RAY: So if it’s a “total loss,” you’ll have to negotiate with your insurance company for a settlement based on the value of the car. And that requires some research on your part. Why? Because the insurance company’s business model is based on paying you as little as it has to. So you don’t have to accept the first offer.

TOM: But if the insurance company declares it totaled, I’d accept it stoically, and start over with a car that hasn’t tried to learn to fly. Good luck, Joe.

DEAR TOM AND RAY: I was driving on a rural road and rounded a bend where there was a family of geese crossing: Mama, Papa and five goslings. I successfully slammed on my brakes, and they crossed the road safely. The thing is, I really, really smoked the tires, and perhaps the brakes as well.

It reminded me of the drag races when the guys smoke their tires to make them stick to the road better. Should I have someone take a look at them? I was 20 miles from home, and the brakes worked fine the rest of the way. I also wonder if the tires could have been damaged. — Mary

TOM: Forget about it. Brakes are designed to be used that way when necessary.

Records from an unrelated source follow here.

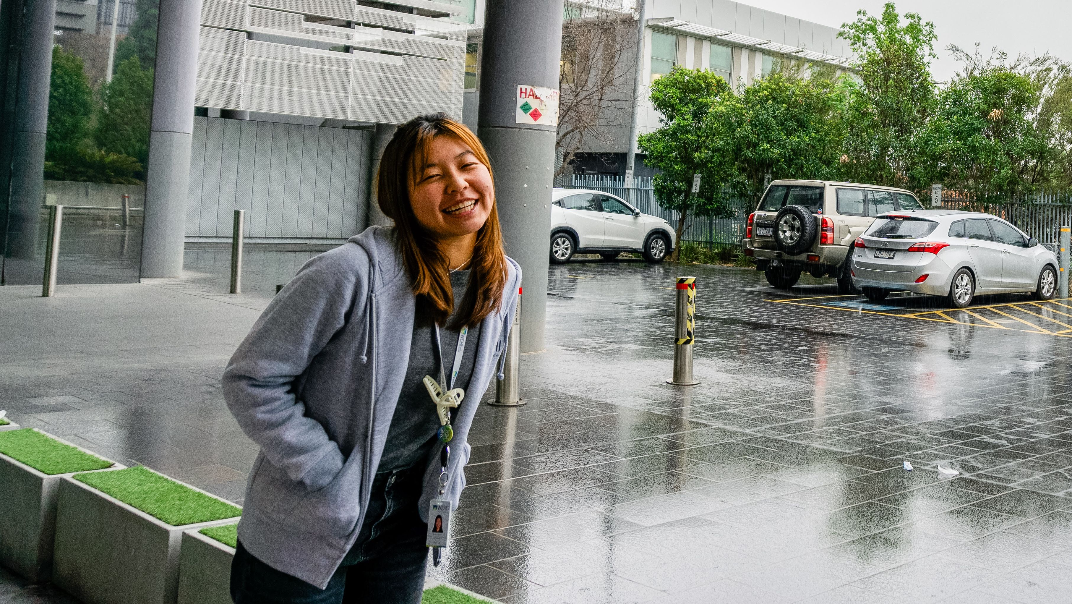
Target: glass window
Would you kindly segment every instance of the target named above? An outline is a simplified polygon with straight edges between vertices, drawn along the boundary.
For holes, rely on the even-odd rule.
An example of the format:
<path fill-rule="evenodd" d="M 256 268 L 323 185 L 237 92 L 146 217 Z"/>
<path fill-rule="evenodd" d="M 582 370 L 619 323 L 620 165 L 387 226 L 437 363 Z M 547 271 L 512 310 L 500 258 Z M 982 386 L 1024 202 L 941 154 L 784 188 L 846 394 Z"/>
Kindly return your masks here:
<path fill-rule="evenodd" d="M 670 73 L 678 60 L 678 36 L 661 31 L 652 32 L 652 82 Z"/>
<path fill-rule="evenodd" d="M 476 64 L 479 44 L 470 42 L 465 45 L 465 89 L 476 90 Z"/>
<path fill-rule="evenodd" d="M 599 211 L 599 208 L 596 206 L 596 196 L 592 193 L 570 195 L 562 200 L 561 205 L 566 209 L 586 209 L 589 211 Z"/>
<path fill-rule="evenodd" d="M 864 216 L 864 197 L 866 193 L 863 189 L 838 189 L 837 190 L 837 213 L 847 216 Z"/>
<path fill-rule="evenodd" d="M 770 55 L 763 55 L 763 77 L 766 77 L 774 71 L 774 57 Z"/>
<path fill-rule="evenodd" d="M 972 218 L 971 220 L 965 220 L 964 233 L 969 239 L 982 239 L 984 241 L 994 240 L 994 237 L 991 235 L 991 227 L 986 226 L 985 218 Z"/>
<path fill-rule="evenodd" d="M 868 191 L 867 216 L 878 216 L 893 211 L 893 193 L 889 191 Z"/>
<path fill-rule="evenodd" d="M 604 211 L 610 213 L 624 213 L 627 216 L 632 216 L 632 210 L 630 210 L 628 207 L 626 207 L 625 204 L 615 200 L 614 197 L 610 197 L 608 195 L 599 195 L 599 204 L 602 206 Z"/>
<path fill-rule="evenodd" d="M 926 237 L 938 223 L 933 220 L 922 218 L 895 217 L 892 219 L 878 219 L 872 224 L 872 232 L 868 237 L 880 237 L 883 239 L 915 239 Z"/>
<path fill-rule="evenodd" d="M 898 209 L 923 209 L 920 201 L 908 193 L 897 193 Z"/>
<path fill-rule="evenodd" d="M 733 48 L 721 44 L 711 45 L 711 71 L 721 76 L 727 84 L 732 84 Z"/>
<path fill-rule="evenodd" d="M 787 205 L 804 206 L 812 211 L 822 209 L 822 187 L 775 185 L 766 190 L 760 210 L 778 211 Z"/>
<path fill-rule="evenodd" d="M 1009 224 L 1001 222 L 1000 220 L 989 220 L 991 231 L 994 232 L 994 239 L 999 244 L 1004 244 L 1007 246 L 1016 246 L 1017 248 L 1027 247 L 1027 238 L 1025 238 L 1019 231 L 1016 231 Z"/>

RAY: That’s the limit of their ability. You don’t want to use anything at the absolute limit of its ability all the time — whether it’s brakes, a cooling system or your brother’s brain capacity.

TOM: If you used the brakes like that every time you stopped the car, you’d overheat them and warp the rotors. But slamming on the brakes one time, or once in a while, doesn’t do any damage at all.

RAY: Same with smoking the tires. If you don’t have anti-lock brakes, you probably skidded and took a little rubber off a couple of your tires. That may have created small, temporary flat spots. But those certainly went away as you drove.

TOM: So forget about it, Mary. The brakes and tires did what they were supposed to do: They stopped the car quickly when you needed them to. And any minor wear and tear you put on them is more than offset by the good karma you gained from the goose gods.